Hello, I'm using almost latest Elastic 8.13 and currently trying to make analyzer with multiplexer, that uses synonym filter. However, I found out that results from simple filter-chaining (without multiplexer) differ from multiplexer with the same token filters. I made an artificial example, here is two analyzers:
PUT /test-index
{
"settings": {
"index": {
"analysis": {
"analyzer": {
"test_analyzer": {
"tokenizer": "classic",
"filter": [
"test_stemmer",
"test_synonym_filter"
]
},
"test_analyzer_multiplexer": {
"tokenizer": "classic",
"filter": [
"multiplexer_custom"
]
}
},
"filter": {
"multiplexer_custom": {
"type": "multiplexer",
"filters": [
"test_stemmer, test_synonym_filter"
],
"preserve_original": true
},
"test_synonym_filter": {
"type": "synonym_graph",
"synonyms": [
"walking, jumping fox"
]
},
"test_stemmer": {
"type": "stemmer",
"language": "english"
}
}
}
}
}
}
They are basically identical and should (I assume) output same results. But when I test it, I get different tokens. For simple filter-chaining everything is ok:
GET test-index/_analyze
{
"analyzer": "test_analyzer",
"text": "jumping fox"
}
Result:
{
"tokens": [
{
"token": "walk",
"start_offset": 0,
"end_offset": 11,
"type": "SYNONYM",
"position": 0,
"positionLength": 2
},
{
"token": "jump",
"start_offset": 0,
"end_offset": 7,
"type": "<ALPHANUM>",
"position": 0
},
{
"token": "fox",
"start_offset": 8,
"end_offset": 11,
"type": "<ALPHANUM>",
"position": 1
}
]
}
I am getting my stemmed synonym "walk", as expected. But if I test analyzer with multiplexer:
GET test-index/_analyze
{
"analyzer": "test_analyzer_multiplexer",
"text": "jumping fox"
}
Result is:
{
"tokens": [
{
"token": "jumping",
"start_offset": 0,
"end_offset": 7,
"type": "<ALPHANUM>",
"position": 0
},
{
"token": "jump",
"start_offset": 0,
"end_offset": 7,
"type": "<ALPHANUM>",
"position": 0
},
{
"token": "fox",
"start_offset": 8,
"end_offset": 11,
"type": "<ALPHANUM>",
"position": 1
}
]
}
No synonym at all. I believe it's happening because by default multiplexer preserves original tokens, but where is synonym nevertheless? If I add preserve_original: false
, I am getting right result, but what if I need to keep original tokens AND get synonyms while using multiplexer?

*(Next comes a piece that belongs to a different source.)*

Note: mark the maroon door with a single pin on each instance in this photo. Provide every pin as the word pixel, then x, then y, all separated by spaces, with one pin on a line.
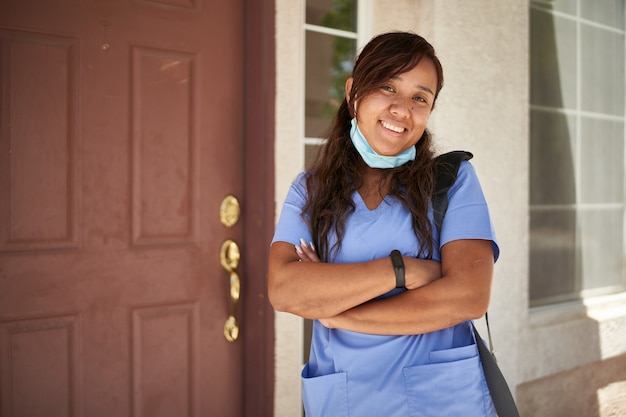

Either it's a kind of bug or I don't fully understand how it should work.
P.S. I saw almost identical topic Synonym filter not working within a Multiplexer Filter, but I believe my case is different - my synonyms doesn't intersect with each other, so RemoveDuplicatesTokenFilter
from Lucene should (I think) work correctly. Maybe something going wrong in other place?